Technology is now a permanent fixture in farming. The advancements in equipment are efficient but also expensive.
Ralph Howes is a production economics specialist with the Agriculture Knowledge Centre. He was the speaker at the Rotary Club of Moose Jaw’s annual rural-urban meeting at the Heritage Inn on Monday.
In his speech, Howes addressed both the advantages and concerns that come with the new agriculture technologies.
Cost is one of the primary concerns.
“It’s fine to say we go big and maybe more acres with that but for a farmer, he has to look at the economics as a cost per unit. Yes, the bigger technology requires more acres under it but if the technology’s resulting in higher yields at a decent price then that can offset it,” Howes told the Times-Herald afterwards.
As the technology improves, the results improve.
Howes said that the standards for yields have jumped substantially, even just in his lifetime.
In the past, 40 bushels of wheat was adequate. He said that number has increased to 70.

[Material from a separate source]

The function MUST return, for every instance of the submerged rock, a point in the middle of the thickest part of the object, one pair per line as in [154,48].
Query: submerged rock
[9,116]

That raises a lot of questions about sustainability.
“You say, ‘well, where’s the upper limit to this?’ I think, rather than look at upper limits, we may be looking at alternatives. Alternative crops or new ways of producing food,” said Howes.
Saskatchewan is still leading in many areas, in part because of the technology that the province’s farmers have access to.
Howes said that countries like Russia and the Ukraine that were technologically behind are now catching up. This is leveling the competition.
“At times we are in competition with the rest of the world and at times we can saturate markets,” Howes said. “The weather is the one limiting factor in agriculture which you can never say, ‘we’re saturated and we’re going to stay there,’ because it could dry next year and that’ll change quickly.”
Agriculture technology doesn’t just apply to combines with GPS or tractors that can be driven by remote.
There are concerns surrounding genetic modification.
Howes was careful addressing whether all of these advancements are positive.
“I’d like to hope that we will only accept what is good there. The public can not accept something and then it will not sell too,” said Howes. “Some of those areas where you can add a protein or a mineral to a seed where it was deficient in even a poor country is a good thing. We tend to sort of only hear the bad side of these but it certainly bears watching that it isn’t exploited.”